The play is funny, especially at the
beginning. An early scene has Stephen visit Joy in her surgery because
he thinks he has thrush; his awkwardness is captured very well. There
are one or two cringeingly accurate moments where people prefer to hurt
each other than make contact.
Mostly though I felt the writing hadn’t
matched up to the ambition of the play. It was too happy to go for the
line or the laugh than to really get to the truth of the situation.
There’s a rather formalistic tendency in recent Royal Court writing, as I’ve said before that seems to favour the appearance of snappy dialogue than actually capture the thoughts and actions of people.
Here there are three vices that the play
falls into: first, it is a bit pleased with its own writing. What I
mean by that is that it has moments where you can tell the writer’s come
up with a line, likes it and pursues the writing rather than the
thought. In the middle of fucking Clare over his desk, Alan says:
I’m going to explode all over you.
Like a fucking, like a fucking galaxy
Alan kisses Clare.
Like the big fucking bang.
I can go for the first line, of course,
because it’s cheesy dirty talk. I can go for the second, because it’s
what Alan, who is somewhat unused to this kind of sex, might say by
accident. But what about the third? It’s word association by a writer,
not a fucker. It’s a joke, because the word ‘bang’ brings it back to
sex, but it seems completely implausible that Alan would make a joke
here. He’s having his fantasies fulfilled and prefers sex without
intimacy - sharing a joke is too intimate for this moment.
Second, it indulges in fine writing.
Which really means it sometimes allows itself a literary, elegiac tone
that doesn’t work. Joy has a series of monologues where this is most
apparent. Monologues are tough anyway and it’s a standard trap for
writers to think, aha, these are places I can show my gift for
sensitivity and poetry. The thing usually missed is what the actual
situation is. So at the end, Joy tells a story about her honeymoon on
the beach when the sea came in and took her clothes.
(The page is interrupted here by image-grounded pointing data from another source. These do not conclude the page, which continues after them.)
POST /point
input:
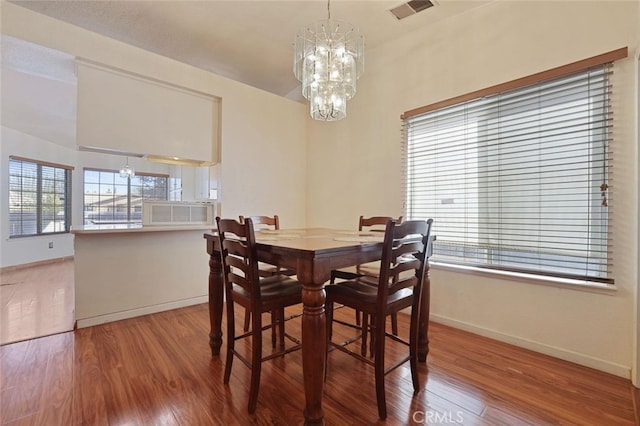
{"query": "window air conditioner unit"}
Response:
(178, 213)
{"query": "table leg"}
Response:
(423, 330)
(216, 288)
(314, 348)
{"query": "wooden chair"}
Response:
(244, 286)
(265, 269)
(370, 224)
(400, 278)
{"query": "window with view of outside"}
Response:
(39, 198)
(108, 197)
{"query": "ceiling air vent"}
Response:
(411, 8)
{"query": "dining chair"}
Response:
(368, 224)
(265, 269)
(400, 278)
(244, 286)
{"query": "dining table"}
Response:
(313, 253)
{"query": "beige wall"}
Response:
(354, 165)
(263, 168)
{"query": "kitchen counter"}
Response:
(106, 228)
(127, 270)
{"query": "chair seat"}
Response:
(363, 294)
(277, 286)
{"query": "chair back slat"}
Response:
(405, 249)
(237, 241)
(263, 222)
(375, 223)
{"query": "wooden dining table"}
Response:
(313, 253)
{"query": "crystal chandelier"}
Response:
(127, 171)
(328, 59)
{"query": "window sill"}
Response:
(590, 286)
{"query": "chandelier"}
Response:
(328, 59)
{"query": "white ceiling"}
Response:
(247, 41)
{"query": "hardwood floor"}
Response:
(36, 301)
(158, 369)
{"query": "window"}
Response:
(39, 197)
(517, 179)
(108, 197)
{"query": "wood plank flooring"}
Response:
(36, 301)
(158, 370)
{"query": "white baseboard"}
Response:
(117, 316)
(575, 357)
It’s a sort of
sensual moment, remembering an ease with her body, with her husband,
before the rot set in. But it does so in a very uncertain way. My friend
said afterwards that he spent most of the speech wondering how she got
back to the hotel, and in a way he’s right. You need to think about the
real situation in monologues. But more decisively, she says
There’s a bit of me that still hopes, even after all these years, that the tide might still be carrying my clothes, that they might have made it to the other side of the world.
Is there? Really? This may seem like an
achingly beautiful conceit when sitting at your computer, late at night,
but when spoken by a middle-aged woman it sounds simple-minded.
Finally, there are several moments where
a fun scene idea overwhelms any kind of plausibility. I’m fairly
certain that almost every man in the world who thought he had thrush
would insist on seeing a male doctor, though Steven not only sees a
woman but proceeds with the examination even when he realises he knows
her. Later, Joy goes to visit Steven and suggests that have a ‘naked
picnic’; that this might seem a bit prickteasy doesn’t occur to her and
Steven doesn’t comment on it. Most absurd is when Michelle thinks Tim
may have made her pregnant, she doesn’t just pop into Boots and get
something over the counter; no, she goes to the doctor even though
that’s Tim’s mother. (In fact Michelle and Tim’s relationship, cutely
though it ends, is a little beyond belief.) I suppose you could work out
explanations for these things but they weren’t made manifest in
performance.
I’m being very harsh and in fact I enjoyed much of the play, but I’m feeling rather as if the Court’s determination to stage young plays means that it’s overexposing work that isn’t ready yet. They’ve found some good young plays - Leaves for example - but this is a play that would have been just as well served in a small fringe theatre where Nick Payne could have made his mistakes with some degree of privacy.